Rest Day Read (SR-33)
Rip Van Winkle by Washington Irving
"Whoever has made a voyage up the Hudson must remember the Kaatskill mountains. They are a dismembered branch of the great Appalachian family, and are seen away to the west of the river, swelling up to a noble height, and lording it over the surrounding country. Every change of season, every change of weather, indeed, every hour of the day, produces some change in the magical hues and shapes of these mountains, and they are regarded by all the good wives, far and near, as perfect barometers. When the weather is fair and settled, they are clothed in blue and purple, and print their bold outlines on the clear evening sky, but, sometimes, when the rest of the landscape is cloudless, they will gather hood of gray vapors about their summits, which, in the last rays of the setting sun, will glow and light up like a crown of glory."

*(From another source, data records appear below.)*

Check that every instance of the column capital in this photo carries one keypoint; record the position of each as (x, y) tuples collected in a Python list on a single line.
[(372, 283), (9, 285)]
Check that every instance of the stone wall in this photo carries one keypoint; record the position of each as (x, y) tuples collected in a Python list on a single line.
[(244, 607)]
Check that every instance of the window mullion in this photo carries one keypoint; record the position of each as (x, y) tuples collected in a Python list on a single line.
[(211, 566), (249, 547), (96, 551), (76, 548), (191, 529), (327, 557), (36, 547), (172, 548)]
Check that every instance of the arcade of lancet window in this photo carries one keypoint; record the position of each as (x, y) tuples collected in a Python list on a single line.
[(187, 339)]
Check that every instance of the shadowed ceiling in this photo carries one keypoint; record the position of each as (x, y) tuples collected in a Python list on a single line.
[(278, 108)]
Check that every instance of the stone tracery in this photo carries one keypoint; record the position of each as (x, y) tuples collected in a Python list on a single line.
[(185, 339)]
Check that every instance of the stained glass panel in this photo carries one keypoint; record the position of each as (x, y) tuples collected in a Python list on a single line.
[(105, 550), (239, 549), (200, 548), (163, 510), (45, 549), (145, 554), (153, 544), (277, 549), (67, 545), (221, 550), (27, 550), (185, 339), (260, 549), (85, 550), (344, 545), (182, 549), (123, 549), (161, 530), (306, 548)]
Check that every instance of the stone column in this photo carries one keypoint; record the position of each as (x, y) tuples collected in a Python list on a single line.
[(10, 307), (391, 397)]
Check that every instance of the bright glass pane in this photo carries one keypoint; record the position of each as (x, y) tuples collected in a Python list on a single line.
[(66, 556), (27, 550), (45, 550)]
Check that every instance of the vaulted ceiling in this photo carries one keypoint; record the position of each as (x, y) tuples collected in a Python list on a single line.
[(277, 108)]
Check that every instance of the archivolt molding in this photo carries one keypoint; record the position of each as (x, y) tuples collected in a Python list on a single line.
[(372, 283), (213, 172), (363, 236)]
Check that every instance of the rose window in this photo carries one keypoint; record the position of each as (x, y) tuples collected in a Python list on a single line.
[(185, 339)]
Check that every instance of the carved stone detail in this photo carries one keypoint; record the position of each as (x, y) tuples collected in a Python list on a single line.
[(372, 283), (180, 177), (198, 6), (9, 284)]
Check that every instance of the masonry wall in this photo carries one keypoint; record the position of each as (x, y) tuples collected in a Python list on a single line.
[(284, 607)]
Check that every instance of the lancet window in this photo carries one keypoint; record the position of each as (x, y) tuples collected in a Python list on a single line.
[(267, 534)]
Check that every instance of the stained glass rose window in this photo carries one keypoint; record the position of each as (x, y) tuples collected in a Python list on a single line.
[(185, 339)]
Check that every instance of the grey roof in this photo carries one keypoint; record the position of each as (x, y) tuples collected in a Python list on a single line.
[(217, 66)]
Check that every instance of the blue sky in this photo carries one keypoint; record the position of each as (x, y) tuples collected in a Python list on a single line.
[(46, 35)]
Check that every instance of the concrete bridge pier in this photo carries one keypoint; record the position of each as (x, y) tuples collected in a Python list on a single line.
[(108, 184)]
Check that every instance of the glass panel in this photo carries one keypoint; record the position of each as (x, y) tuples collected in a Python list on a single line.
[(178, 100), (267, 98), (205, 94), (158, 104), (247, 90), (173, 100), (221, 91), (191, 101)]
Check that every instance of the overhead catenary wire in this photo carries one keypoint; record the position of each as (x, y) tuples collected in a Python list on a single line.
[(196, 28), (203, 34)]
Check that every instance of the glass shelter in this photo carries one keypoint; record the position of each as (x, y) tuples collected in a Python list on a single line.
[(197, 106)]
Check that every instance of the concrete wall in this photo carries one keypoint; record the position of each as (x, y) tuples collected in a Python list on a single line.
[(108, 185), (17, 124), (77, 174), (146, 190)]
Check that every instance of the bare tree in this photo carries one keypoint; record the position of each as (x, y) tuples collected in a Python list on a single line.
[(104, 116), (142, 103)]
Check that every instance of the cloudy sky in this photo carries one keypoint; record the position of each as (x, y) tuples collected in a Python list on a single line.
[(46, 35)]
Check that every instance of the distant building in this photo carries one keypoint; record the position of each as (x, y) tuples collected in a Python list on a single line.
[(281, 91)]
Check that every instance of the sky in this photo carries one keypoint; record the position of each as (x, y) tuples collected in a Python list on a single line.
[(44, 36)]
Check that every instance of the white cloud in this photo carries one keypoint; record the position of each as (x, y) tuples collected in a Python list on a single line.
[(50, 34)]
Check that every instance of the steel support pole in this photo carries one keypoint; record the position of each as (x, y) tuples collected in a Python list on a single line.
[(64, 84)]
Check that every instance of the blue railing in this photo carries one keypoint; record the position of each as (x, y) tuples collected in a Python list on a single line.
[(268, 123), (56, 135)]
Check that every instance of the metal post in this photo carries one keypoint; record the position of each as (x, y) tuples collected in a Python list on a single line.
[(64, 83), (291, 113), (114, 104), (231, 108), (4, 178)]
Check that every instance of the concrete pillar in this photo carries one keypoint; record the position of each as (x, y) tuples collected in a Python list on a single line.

Washington Irving not only wrote great stories, but his descriptive narrative virtually takes the reader away to simpler days and transports one right smack into the middle of the Hudson River valley. Look above at the way he described the Kaatskill Mountains. Beautiful stuff.
Rip Van Winkle and The Legend of Sleepy Hollow are foundations of the American short story canon and are two of my all time favorite reads. There are very few characters ever set to paper which are as sympathetic as Rip Van Winkle and his trusty dog, Wolf. I think I would really enjoy sitting around Vedder's Inn and deliberate the day away. How about you?